Um estudo do Instituto Alana, lançado em novembro do ano passado, revelou que, em um terço das capitais brasileiras, ao menos metade das escolas (públicas e privadas) está localizada em “ilhas de calor”, quando um local registra ao menos 3,57ºC a mais de temperatura do que a média urbana da mesma cidade. 

Entre as escolas mais quentes, 78% não têm área verde ou têm menos de 20% de cobertura vegetal, segundo o levantamento. 

Porém, a estrutura da maioria das escolas não é adequada para garantir o conforto térmico de seus estudantes, docentes e funcionários. Dos 5.571 municípios brasileiros, 764 não contavam com aparelhos de ar-condicionado em nenhuma escola, segundo o Censo Escolar de 2022, do Inep (Instituto Nacional de Estudos e Pesquisas Educacionais Anísio Teixeira). 

Por outro lado, 225 municípios tinham pelo menos 95% das salas de aula com o equipamento, evidenciando a desigualdade brasileira na oferta de educação.

Segundo os relatos ouvidos pela reportagem, mesmo em instituições de ensino que são climatizadas, os aparelhos não dão conta de refrigerar satisfatoriamente os ambientes: muitos funcionam mal, quebram com frequência ou são antigos. Salas superlotadas também contribuem para a ineficácia. 
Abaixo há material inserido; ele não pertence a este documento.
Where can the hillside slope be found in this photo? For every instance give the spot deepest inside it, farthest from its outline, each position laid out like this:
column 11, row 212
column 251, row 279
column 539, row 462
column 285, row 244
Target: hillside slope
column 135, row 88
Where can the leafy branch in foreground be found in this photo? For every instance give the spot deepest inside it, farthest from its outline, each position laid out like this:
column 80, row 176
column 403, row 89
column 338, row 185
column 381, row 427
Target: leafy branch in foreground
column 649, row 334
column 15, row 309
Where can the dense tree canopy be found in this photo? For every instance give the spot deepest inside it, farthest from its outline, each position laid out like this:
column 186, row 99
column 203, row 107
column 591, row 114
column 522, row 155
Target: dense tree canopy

Em muitos casos, a rede elétrica da instituição de ensino sequer suportaria a climatização. Por esse motivo, algumas escolas há anos armazenam aparelhos de ar-condicionado em caixas, já que não podem ser instalados. 

É o caso de uma escola municipal de Porto Alegre que mantém guardados 22 ares-condicionados desde 2022, segundo a Atempa (Associação dos Trabalhadores/as em Educação do Município de Porto Alegre). A volta às aulas na rede estadual do Rio Grande do Sul foi adiada em uma semana, por determinação da Justiça, em razão das altas temperaturas previstas para o estado esta semana. 

Em Manaus, uma aluna do terceiro ano do ensino médio de uma escola estadual, que tem asma, teve de voltar a usar a bombinha para atenuar os sintomas, que são intensificados pelo calor na sala de aula. Uma professora da rede municipal diz se sentir “sabotada” quando se vê obrigada a deixar a sala de aula e lecionar no pequeno espaço da biblioteca, em razão das altas temperaturas.

Um professor de geografia do ensino médio do município pernambucano de Paulista diz ter se sentido “culpado” quando uma aluna passou mal de calor, após ele pedir para que os ventiladores fossem desligados durante uma atividade de leitura.

Em Brazlândia, no Distrito Federal, Ruan, de nove anos, já sentiu tontura e teve de pedir para sair da sala, mesmo com o ventilador ligado. Nos dias mais quentes, sua vontade é deitar sobre a mesa e dormir, contou à mãe.

Já em uma escola de ensino fundamental de Vitória, uma professora de artes não consegue usar a sala própria para a disciplina que leciona nos meses mais quentes. Sem ar-condicionado, os alunos costumam pedir para desligar os ventiladores, para que o material usado por eles não voe.

E até na cidade mais rica do Brasil, São Paulo, a prefeitura de Ricardo Nunes (MDB-SP) cortou recursos que seriam aplicados em medidas de mitigação do calor em creches e escolas de ensino infantil. 

O resultado de todo esse descaso são crianças e adolescentes irritados, agitados e sem concentração, professores se desdobrando para dar aula nesse contexto e, em casos mais extremos, até estudantes e docentes passando mal e tendo de ser encaminhados ao pronto atendimento.

Adaptar a estrutura das escolas deveria ser uma prioridade do país, já que as altas temperaturas têm grande impacto na aprendizagem, avalia a neurocientista Lívia Ciacci. “Fechamos os olhos para algo que é muito óbvio. Mas com as mudanças climáticas, vai ficar insustentável e impossível ignorar”, afirma.

A Repórter Brasil publica neste mês uma série de reportagens sobre como o calor extremo tem afetado o aprendizado de crianças e adolescentes no país.